Peggy und ihre Freunde johlten vor Begeisterung und riefen »Zugabe«. Matthew hatte es prophezeit. Also nahm ich meine Gitarre und spielte und sang zum ersten Mal alleine vor Publikum. Imagine.
Den Applaus konnte ich gar nicht richtig genießen, denn Peggy nahm mir mit ihren stürmischen Umarmungen fast die Luft zum Atmen. Bisher hatte sie mir immer das Gefühl vermittelt, ich sei nur der Kumpel ihres kleinen Bruders und mit vierzehn viel zu jung, um für voll genommen zu werden.
Ich war irritiert, wegen der Wärme, die Peggy ausstrahlte, von meinem Wunsch, sie möge mich nicht so schnell loslassen, damit ich ihre Sommersprossen zählen konnte. Doch dann drängte sich Mona zwischen uns und küsste mich auf den Mund.
Es war mir unangenehm.
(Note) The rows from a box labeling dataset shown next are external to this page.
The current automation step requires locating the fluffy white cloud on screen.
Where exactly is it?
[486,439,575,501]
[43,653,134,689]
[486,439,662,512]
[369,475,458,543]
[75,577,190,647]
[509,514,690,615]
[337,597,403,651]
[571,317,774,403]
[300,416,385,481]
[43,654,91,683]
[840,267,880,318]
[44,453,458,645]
Weil ich nicht wollte, dass jemand sah, wie ich rot wurde, verschwand ich schnell auf der Gästetoilette.
Ewig machte ich dort mit meinen Haaren herum, bis ich wieder zufrieden damit war, wie sie über die Ohren und über den Kragen fielen.
Wieso war ich denn so nervös? Mona hatte mich geküsst und nicht ich sie. Meine Lippen haben den Druck nicht erwidert. Mein erster Kuss blieb weiter für Julia reserviert.
Ich mischte mich wieder unter Peggys Freunde.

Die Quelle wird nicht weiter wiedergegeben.